手底下的兵一个个都无法维持站立的姿势,或蹲或坐,有得更是直接累倒到地上,不管领头的怎么拽踢都不起来,胸腔剧烈起伏着,浑身上下的汗水已经将盔甲以外的布料都浸湿成了同样的深色,肉眼看根本无法分辨干湿。
苏彪没张三那么大的胆子,敢直接躺地上,他虽然已经累得不行了,还是半撑半靠在一边的树干上,勉强维持着站立的姿势。
他的模样跟名字一样,长得十分彪悍,浓眉大胡子,身高八尺,皮肤黝黑,因为从小跟着父亲学杀猪,浑身都是腱子肉,力气很大。
可他的性格却和模样全然相反。
他们家就他跟他爹两个人,他娘难产早早就死了,他爹没再娶,他还没娶上媳妇,就被强制征兵进来了,就剩了他年迈的老爹一个人在家里头。
后来收到老家传来的信儿,他走得第二年春,他爹就没了,大夫说是忧思过重。
他爹娘都没了,可他却怕死,他们家就只留了他一口人了,他现在唯一的愿望就是能找个地方继续杀猪,也算继承他爹的手艺了。
苏彪甩了甩还控制不住在发抖的两条胳膊,又踢了一脚身边的张三,悄悄喊道:“你可赶紧起来吧,一会儿孙源瞧见,你又得被赶去最前线。”
张三烦躁的“啧”了声,神情勉强得从躺转为了坐,却还是不愿意起来。
苏彪叹了口气,他和张三是同乡,一起进来的,张三同他一样,也是没爹没娘,不过想法却完全不一样,他觉得死便死了。

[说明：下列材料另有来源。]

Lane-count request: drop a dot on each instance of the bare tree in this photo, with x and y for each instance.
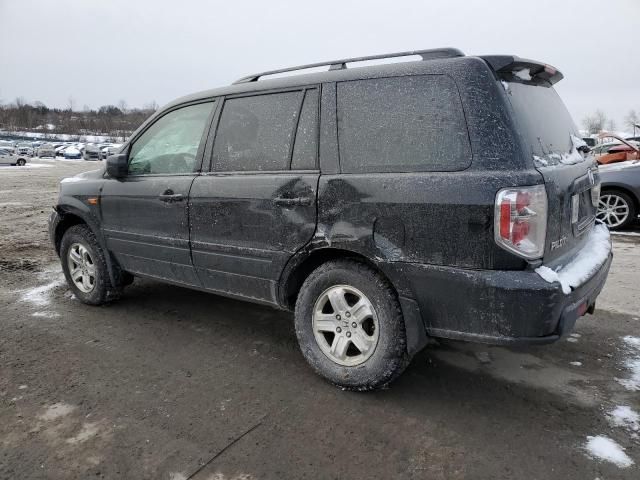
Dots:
(595, 123)
(632, 120)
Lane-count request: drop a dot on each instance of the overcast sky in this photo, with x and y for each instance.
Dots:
(101, 52)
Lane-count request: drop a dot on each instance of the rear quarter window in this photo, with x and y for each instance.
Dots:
(402, 124)
(255, 132)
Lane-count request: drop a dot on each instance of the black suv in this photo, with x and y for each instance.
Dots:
(445, 197)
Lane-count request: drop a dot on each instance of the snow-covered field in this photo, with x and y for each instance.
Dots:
(167, 377)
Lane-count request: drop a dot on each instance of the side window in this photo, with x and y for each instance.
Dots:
(305, 150)
(402, 124)
(171, 143)
(255, 132)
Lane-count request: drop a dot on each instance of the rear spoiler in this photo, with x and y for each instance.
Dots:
(516, 69)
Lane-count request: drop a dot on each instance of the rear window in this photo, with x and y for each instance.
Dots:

不过这一路确实是把张三给累坏了,三儿小时候就只有个体弱多病的娘照顾,后来娘也死了,吃百家饭长大的,这种孩子也胖乎不到那儿去。
他们家毕竟是杀猪的,在村里头条件算是最好的,隔三差五都能沾沾荤腥,两个人吃饭也无聊,三儿没长大之前,便经常叫他过来一块吃,就这么喂着,人才没瘦到不能看的地步。
等他能自己种地了,也不肯再常来了,人又瘦了回去,现在又进了军队,别说荤腥了,连吃顿饱饭都难,现在和皮包骨头也差不了多远了。
本来这个推投石机的活都是交给他们比较壮实的人,不过领头的孙将军看不惯三儿这副样子,故意把他叫到这个队伍里头好为难他。
投石机本来就不是适合长距离移动的东西,偏偏吴将军非要让他们以最快的速度向东凉出发。
东凉还能平一些,西连这块地可当真全是山地,想绕路都没得绕,只能硬爬上来。
原本两百人就能推动的投石机,在上下坡的压力下,四百人也只是堪堪控制住,负责推动投石机的人也需要不停轮换,一路爬到这儿当真是苦不堪言。
这仗还未打,体力就耗了大半,连他都有些扛不住,莫说三儿了。